A warm sub-appellation of the greater San Francisco Bay AVA (American Viticultural Area), Livermore Valley mainly hides behind the shielding effects of the bay’s eastern hills. However, late afternoon winds cool down summer nights as daytime heat rises from the Central Valley in the east, pulling the cold, foggy, bay air inland. This cooler evening air permeates the Livermore Valley's foothills, making this an ideal environment for the development of phenolic ripeness and concentration in its wine grapes.
The Livermore Valley is one of California's oldest wine regions and has played a crucial role in shaping California's wine industry. Spanish missionaries planted the first wine grapes in the Livermore Valley in the 1760s. Then in the mid 1800s, a man named Robert Livermore planted the area’s first commercial vineyards. Winemaker pioneer C. H. Wente arrived a few years later; today the Wente Chardonnay clone is the source of a majority of California Chardonnay. Furthermore, James Concannon and the Wetmore brothers recognized the virtues of the area’s Bordeaux-like gravel soils and dedicated themselves to making high quality wine from Bordeaux varieties. Today the area is also known for high quality Petite Sirah.

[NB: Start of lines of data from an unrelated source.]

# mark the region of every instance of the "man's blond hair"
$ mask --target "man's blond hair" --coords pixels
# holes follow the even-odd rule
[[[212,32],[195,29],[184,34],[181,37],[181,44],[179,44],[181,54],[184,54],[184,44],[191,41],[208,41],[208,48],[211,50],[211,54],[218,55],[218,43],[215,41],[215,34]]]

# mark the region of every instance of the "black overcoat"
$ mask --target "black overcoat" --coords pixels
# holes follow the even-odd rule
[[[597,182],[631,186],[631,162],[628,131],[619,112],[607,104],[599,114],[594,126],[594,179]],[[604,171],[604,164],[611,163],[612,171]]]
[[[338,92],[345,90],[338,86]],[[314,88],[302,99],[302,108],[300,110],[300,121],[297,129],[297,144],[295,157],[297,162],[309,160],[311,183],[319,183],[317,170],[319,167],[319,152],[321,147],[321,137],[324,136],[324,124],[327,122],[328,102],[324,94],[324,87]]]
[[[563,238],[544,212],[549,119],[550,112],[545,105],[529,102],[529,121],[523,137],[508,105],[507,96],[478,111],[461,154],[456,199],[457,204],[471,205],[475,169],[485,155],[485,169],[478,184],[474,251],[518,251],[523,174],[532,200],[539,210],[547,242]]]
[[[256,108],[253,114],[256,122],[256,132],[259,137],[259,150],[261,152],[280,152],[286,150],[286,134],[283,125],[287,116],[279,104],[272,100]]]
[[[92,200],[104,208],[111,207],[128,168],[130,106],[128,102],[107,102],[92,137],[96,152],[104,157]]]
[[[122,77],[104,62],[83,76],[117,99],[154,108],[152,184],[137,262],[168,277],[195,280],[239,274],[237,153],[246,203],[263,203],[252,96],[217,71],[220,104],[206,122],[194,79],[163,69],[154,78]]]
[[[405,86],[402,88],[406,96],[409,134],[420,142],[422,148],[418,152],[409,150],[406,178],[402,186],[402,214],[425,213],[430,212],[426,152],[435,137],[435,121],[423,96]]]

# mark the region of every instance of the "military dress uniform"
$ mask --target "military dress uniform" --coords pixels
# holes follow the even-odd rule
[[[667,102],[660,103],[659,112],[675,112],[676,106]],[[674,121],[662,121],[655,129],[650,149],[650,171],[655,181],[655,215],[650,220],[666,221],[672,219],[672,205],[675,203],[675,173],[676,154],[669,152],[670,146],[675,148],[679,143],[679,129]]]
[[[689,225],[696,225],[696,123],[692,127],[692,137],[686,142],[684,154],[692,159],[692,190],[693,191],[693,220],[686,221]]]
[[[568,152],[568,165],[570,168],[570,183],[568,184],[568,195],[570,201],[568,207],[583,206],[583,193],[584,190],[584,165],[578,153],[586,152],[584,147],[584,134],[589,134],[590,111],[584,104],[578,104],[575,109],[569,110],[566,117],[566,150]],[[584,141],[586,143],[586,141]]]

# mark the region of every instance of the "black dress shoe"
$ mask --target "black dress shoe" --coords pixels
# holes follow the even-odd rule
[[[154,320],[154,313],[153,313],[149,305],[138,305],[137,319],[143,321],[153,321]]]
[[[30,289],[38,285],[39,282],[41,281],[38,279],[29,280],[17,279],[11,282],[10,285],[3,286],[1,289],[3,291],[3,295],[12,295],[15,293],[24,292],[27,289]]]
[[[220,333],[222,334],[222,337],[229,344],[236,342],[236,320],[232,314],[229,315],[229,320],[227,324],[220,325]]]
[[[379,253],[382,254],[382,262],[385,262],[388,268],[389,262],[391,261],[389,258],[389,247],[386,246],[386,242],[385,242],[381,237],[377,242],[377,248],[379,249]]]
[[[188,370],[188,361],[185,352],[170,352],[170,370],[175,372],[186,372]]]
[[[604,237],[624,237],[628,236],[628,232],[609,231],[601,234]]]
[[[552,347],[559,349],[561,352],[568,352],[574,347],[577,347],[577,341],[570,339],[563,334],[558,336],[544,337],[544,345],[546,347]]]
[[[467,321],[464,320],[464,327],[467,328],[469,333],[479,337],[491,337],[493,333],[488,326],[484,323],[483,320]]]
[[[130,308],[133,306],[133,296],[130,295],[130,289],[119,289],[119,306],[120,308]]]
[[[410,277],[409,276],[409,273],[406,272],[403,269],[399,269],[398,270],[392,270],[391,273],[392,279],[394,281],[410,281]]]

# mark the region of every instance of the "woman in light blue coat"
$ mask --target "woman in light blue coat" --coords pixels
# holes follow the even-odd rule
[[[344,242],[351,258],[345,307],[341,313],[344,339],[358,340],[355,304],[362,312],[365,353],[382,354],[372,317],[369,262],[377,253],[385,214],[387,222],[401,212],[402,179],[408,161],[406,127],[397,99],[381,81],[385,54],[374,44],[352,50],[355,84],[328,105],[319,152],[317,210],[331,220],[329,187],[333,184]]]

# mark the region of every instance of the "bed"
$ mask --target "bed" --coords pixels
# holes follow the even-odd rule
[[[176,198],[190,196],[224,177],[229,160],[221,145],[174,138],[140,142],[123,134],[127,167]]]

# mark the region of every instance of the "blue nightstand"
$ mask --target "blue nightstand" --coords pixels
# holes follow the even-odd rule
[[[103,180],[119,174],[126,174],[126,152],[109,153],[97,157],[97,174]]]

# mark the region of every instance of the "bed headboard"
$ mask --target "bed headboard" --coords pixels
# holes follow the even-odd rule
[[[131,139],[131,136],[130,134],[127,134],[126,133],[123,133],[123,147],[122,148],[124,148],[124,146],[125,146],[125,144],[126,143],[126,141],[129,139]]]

Capable of a vast array of styles, Sauvignon Blanc is a crisp, refreshing variety that equally reflects both terroir and varietal character. Though it can vary depending on where it is grown, a couple of commonalities always exist—namely, zesty acidity and intense aromatics. This variety is of French provenance. Somm Secret—Along with Cabernet Franc, Sauvignon Blanc is a proud parent of Cabernet Sauvignon. That green bell pepper aroma that all three varieties share is no coincidence—it comes from a high concentration of pyrazines (herbaceous aromatic compounds) inherent to each member of the family.